Project Euler Problem 626

Solution

Answer: 695577663

Let the group $G$ act on $n\times n$ binary matrices by:

permuting rows,
permuting columns,
flipping rows,
flipping columns.

Then $c(n)$ is exactly the number of orbits of this action, so we use Burnside’s Lemma.

For a fixed pair of permutations $(\sigma,\tau)$, with row-cycle lengths $a_i$ and column-cycle lengths $b_j$:

the induced action on matrix entries splits into

$$K=\sum_{i,j}\gcd(a_i,b_j)$$

cycles,

and the row/column flip variables contribute a system of linear equations over $\mathbb F_2$.

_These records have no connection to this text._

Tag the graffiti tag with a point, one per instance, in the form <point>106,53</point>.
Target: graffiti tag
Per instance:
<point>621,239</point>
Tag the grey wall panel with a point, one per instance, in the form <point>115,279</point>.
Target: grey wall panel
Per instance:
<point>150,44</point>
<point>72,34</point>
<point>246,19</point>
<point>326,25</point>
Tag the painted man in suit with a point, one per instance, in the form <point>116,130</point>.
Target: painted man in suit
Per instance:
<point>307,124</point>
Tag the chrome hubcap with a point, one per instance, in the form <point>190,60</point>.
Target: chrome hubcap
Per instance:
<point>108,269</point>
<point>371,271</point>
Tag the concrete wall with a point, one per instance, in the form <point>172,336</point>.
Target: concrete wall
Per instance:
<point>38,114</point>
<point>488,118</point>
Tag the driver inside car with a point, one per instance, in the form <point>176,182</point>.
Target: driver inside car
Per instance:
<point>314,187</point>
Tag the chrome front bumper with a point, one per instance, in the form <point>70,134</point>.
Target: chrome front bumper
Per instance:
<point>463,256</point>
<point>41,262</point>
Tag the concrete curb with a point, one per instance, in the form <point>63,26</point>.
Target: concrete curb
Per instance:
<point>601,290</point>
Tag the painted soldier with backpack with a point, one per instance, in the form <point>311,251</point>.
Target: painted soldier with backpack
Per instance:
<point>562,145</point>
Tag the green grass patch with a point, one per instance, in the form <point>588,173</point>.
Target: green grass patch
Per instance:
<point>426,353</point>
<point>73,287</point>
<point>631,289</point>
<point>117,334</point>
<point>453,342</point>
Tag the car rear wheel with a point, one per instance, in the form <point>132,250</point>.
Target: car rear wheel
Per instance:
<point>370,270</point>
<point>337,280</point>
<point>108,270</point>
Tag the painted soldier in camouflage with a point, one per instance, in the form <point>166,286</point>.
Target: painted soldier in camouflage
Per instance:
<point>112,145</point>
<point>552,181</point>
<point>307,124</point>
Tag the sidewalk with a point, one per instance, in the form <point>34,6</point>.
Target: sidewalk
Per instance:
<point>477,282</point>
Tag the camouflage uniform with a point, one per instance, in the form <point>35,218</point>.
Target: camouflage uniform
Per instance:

If $d$ is the dimension of the solution space of those parity constraints, then the number of matrices fixed by the corresponding group element is

$$2^{K}\cdot 2^{,2n-m_r-m_c+d},$$

where $m_r,m_c$ are the numbers of row/column cycles.

Summing over all conjugacy classes (i.e. partitions of $n$) gives:

$$c(n)=\frac1{2^{2n}(n!)^2} \sum_{\lambda,\mu} \frac{(n!)^2}{z_\lambda z_\mu} \cdot 2^{K(\lambda,\mu)} \cdot 2^{,2n-m_\lambda-m_\mu+d(\lambda,\mu)}.$$

Implementing this computation in Python reproduces the given checks:

$c(3)=3$
$c(5)=39$
$c(8)=656108$

and for $n=20$ yields

$$c(20)\equiv 695577663 \pmod{1001001011}.$$

Answer: 695577663